8. MARXISM IS NOT SOMETHING GIVEN, A FINISHED PROGRAMME
The Socialist Party operates with the idea that “Marxism” is a given, that it is fixed. In reality it has to be sifted, applied, and redefined again and again in the light of experience. The Marxists have to learn and go on learning before they can be adequate interpreters and teachers for the working class. The Socialist Party is still making propaganda for the wonders worked by the defunct “planned economy” in Stalinist Russia!

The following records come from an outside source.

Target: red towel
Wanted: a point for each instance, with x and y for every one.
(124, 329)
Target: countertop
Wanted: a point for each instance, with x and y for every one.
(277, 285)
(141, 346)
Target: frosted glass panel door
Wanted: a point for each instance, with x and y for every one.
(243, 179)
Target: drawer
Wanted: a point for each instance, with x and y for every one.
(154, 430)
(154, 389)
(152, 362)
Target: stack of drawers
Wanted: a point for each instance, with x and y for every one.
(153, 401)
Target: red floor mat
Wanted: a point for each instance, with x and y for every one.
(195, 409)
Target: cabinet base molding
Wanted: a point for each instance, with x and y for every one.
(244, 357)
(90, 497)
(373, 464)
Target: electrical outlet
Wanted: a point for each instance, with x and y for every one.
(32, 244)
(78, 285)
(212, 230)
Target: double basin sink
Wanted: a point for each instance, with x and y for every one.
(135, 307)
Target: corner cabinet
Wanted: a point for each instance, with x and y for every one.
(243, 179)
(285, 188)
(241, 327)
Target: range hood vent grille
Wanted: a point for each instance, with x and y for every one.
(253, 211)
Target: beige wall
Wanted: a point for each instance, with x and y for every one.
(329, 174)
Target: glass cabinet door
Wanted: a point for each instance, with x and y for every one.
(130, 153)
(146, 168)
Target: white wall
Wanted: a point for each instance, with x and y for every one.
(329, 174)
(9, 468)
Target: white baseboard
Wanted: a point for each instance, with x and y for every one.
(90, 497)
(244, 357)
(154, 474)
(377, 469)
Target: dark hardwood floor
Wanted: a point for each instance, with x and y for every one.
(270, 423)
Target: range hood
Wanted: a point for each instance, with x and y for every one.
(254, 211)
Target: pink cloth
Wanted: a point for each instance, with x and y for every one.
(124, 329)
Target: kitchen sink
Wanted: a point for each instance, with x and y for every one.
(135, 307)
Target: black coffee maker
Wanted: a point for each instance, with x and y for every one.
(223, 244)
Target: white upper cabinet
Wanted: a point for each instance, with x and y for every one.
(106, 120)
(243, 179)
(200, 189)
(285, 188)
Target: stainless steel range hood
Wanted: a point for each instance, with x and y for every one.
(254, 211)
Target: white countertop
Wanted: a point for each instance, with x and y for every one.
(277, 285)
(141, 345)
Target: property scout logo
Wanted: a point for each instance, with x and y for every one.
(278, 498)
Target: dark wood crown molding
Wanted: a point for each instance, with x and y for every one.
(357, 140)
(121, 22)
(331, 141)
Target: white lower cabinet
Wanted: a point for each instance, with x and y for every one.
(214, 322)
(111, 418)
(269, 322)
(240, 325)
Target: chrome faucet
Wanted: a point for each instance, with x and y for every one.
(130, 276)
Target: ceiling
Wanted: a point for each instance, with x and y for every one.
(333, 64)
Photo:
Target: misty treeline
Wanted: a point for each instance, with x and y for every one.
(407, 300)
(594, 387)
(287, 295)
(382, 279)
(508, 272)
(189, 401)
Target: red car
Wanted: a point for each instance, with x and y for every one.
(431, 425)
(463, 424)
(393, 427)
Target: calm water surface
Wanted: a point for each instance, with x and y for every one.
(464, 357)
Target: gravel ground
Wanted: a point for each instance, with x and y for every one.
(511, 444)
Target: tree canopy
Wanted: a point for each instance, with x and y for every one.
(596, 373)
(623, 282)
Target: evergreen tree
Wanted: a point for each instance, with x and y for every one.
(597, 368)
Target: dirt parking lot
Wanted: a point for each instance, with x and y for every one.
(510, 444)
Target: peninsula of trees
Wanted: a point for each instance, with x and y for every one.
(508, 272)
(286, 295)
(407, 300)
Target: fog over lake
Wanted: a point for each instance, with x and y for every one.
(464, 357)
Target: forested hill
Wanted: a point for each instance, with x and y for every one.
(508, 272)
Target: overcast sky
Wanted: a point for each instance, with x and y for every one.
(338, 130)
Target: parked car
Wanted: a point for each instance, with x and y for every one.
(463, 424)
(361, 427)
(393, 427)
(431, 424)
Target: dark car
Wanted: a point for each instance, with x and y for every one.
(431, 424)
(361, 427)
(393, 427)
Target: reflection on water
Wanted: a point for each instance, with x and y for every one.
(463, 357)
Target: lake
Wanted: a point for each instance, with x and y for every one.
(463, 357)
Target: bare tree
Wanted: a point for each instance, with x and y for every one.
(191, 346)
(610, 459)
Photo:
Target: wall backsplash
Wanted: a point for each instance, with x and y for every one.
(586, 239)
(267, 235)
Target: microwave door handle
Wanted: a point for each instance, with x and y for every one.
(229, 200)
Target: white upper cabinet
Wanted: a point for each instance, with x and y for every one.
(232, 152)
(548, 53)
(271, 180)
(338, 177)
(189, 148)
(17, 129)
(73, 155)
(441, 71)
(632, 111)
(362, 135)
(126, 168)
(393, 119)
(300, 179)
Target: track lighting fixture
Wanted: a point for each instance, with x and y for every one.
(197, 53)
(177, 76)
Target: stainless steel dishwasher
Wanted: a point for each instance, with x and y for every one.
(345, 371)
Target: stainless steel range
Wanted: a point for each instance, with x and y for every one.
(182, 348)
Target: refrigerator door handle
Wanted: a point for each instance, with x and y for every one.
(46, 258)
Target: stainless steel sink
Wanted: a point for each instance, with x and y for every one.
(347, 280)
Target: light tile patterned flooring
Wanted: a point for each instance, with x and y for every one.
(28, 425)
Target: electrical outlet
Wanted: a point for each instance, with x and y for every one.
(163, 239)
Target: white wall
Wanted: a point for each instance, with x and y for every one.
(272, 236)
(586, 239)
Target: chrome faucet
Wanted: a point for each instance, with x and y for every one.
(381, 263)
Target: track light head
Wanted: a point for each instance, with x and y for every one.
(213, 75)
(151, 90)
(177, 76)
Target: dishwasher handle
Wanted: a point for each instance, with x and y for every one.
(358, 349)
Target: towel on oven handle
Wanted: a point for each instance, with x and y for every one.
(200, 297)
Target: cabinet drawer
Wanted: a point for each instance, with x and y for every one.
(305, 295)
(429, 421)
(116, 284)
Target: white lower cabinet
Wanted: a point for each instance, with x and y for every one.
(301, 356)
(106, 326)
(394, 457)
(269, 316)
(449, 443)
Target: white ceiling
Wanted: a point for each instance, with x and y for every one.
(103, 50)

People like Peter Taaffe are evidently incapable of learning. The bureaucratic sect-structures of the Socialist Party and the foul religious spirit cultivated in and around it by its leaders, prevent others from discussing and maybe learning from their own and other peoples’ experiences.
The key idea of Marxist socialism, that the liberation of the working class must be self-liberation, is put like this in “The Internationale”:

“No saviours from on high deliver,
No faith have we in Prince or peer,
Our own right hand the chain must shiver,
Chains of hatred, of greed and fear”.

Least of all will a socialist sect like the Socialist Party, teaching political and intellectual docility to those it influences, liberate the working class. As Karl Marx said: “In the last analysis, every sect is religious” s, every sect is religious.”